Poor Charlie Brown. A single ornament and his Christmas tree collapses. “I killed it! Augghh! Everything I touch gets ruined!”
Is this what the Christian life is meant to look like?
Walter Brueggemann has pointed out that the God of the prophet Jeremiah grants His covenant to His people without reason or explanation. It is not preceded by invitation. And so it goes: “I will write it on their hearts; and I will be their God, and they shall be my people.” If only it felt that easy.
We romanticize this process but in doing so forget that it is a process. It doesn’t simply conclude 5 minutes later with Linus and Lucy singing a rousing “Hark! the Herald Angels Sing”. The permanence is not to be taken lightly. After all, tattoos hurt. Firebrands hurt.
Maybe the discomfort is a not a sign of injury but rather a marker of overcoming.

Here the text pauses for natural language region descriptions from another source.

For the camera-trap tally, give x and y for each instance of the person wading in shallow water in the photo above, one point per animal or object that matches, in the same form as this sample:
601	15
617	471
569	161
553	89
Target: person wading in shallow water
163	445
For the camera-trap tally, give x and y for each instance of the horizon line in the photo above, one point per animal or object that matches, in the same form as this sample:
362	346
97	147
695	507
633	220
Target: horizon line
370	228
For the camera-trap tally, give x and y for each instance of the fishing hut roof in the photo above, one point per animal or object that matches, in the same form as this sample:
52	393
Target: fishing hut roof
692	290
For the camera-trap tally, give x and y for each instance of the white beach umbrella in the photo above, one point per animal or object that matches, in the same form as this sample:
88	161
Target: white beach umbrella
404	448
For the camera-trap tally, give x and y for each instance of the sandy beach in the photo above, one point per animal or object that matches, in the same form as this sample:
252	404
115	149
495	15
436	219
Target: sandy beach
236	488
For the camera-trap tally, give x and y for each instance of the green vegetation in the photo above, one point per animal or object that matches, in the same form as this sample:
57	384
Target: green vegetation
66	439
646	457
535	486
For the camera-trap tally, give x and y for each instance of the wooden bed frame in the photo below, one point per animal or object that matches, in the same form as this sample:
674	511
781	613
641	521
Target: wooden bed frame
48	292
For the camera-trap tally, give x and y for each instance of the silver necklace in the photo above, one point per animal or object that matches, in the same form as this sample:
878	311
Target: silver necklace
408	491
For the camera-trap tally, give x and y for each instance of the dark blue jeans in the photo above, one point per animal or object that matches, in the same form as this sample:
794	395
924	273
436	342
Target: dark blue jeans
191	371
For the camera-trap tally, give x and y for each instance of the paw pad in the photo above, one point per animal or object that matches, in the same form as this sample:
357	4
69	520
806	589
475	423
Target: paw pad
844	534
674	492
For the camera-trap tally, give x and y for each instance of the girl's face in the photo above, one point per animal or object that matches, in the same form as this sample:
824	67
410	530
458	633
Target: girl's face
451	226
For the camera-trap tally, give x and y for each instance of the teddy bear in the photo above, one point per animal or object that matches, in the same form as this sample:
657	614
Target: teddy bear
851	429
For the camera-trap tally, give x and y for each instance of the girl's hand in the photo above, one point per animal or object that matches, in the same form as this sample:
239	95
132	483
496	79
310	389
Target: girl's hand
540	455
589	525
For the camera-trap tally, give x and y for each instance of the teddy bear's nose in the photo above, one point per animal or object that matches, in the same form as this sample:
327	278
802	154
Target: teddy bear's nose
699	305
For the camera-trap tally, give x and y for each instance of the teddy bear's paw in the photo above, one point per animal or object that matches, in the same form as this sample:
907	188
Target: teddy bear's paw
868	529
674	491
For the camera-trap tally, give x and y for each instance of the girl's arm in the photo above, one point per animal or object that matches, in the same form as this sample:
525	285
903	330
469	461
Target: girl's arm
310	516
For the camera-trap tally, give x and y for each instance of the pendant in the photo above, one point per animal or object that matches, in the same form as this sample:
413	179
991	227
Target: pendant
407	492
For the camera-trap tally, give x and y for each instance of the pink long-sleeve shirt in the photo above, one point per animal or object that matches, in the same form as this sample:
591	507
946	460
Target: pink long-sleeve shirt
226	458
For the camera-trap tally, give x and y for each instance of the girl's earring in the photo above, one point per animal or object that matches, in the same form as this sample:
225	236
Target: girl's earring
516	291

God, by invading our hearts, has written the capacity for faithfulness and commitment into our souls. We will become God’s people, and perhaps someday we will do out of love and intuition what we try to do today out of duty — but that will involve a certain death of the self, a radical shifting of allegiances, and I wonder if we shouldn’t expect some grind this side of the eschaton.
William Cavanaugh has written compellingly that the Christian life is about “practicing heaven now, on earth, even if it gets you killed. It’s not about making our way to Christ in some far-off eschaton; Christ is the way”.